Prof. Larrive-Bass was one of the best I have had at Columbia. She was thoughtful, patient and attentive. If you missed a lecture, or had trouble with a topic, she would review the entire lesson with you in office hours, or make another appointment to ensure that you understood the material. She offered to read your papers before you submitted them, and returned them within hours with in-depth comments. I personally availed of both aids--and learned a lot not only on the subject, but also on general history of the region and how to write a paper on a non-economics subject (IÂ’m an econ major). She also finds hands-on things to do with the class to bring the subject matter to life. She brought in a copper Chinese work; she took us to see a tea-ceremony; we practiced calligraphy in class. Not many teachers take the time to care about the methods of teaching--but she does. Yes, she has an accent. She's from France. But Columbia students aren't provincial, or they shouldn't be, and if they are, they should get used to the fact that the great teachers of the world do not all speak in flat mid-western accents. Grin, bear it, take this course, and take advantage of a great instructor.

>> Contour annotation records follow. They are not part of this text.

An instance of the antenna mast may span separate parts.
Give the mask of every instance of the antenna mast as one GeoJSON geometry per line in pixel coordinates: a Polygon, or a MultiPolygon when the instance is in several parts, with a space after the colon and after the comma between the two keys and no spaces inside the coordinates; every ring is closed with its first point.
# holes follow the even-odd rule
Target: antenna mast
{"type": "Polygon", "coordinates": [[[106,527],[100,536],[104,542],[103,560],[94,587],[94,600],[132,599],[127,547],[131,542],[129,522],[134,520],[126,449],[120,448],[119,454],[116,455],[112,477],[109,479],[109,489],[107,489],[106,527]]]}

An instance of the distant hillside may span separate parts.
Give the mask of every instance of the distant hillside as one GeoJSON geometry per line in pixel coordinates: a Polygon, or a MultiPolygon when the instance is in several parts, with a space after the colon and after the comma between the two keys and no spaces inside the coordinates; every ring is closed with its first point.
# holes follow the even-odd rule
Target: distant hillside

i absolutely agree with the first review. i did really well in the class but it stunk -- which is totally a pity because i was excited to learn about east asian art. stay away and hope for a new professor. why? she is just god-awful boring -- complete monotone + lights off + french accent that is too heavy = snoozefest. a snoozefest which, by the way, you have to attend because she takes meticulous attendance.
Don't take this class. She mumbles the whole time and she's sorta of obnoxious. I'm an Art History major, I'm probably going to do well, and it's just not worth the time.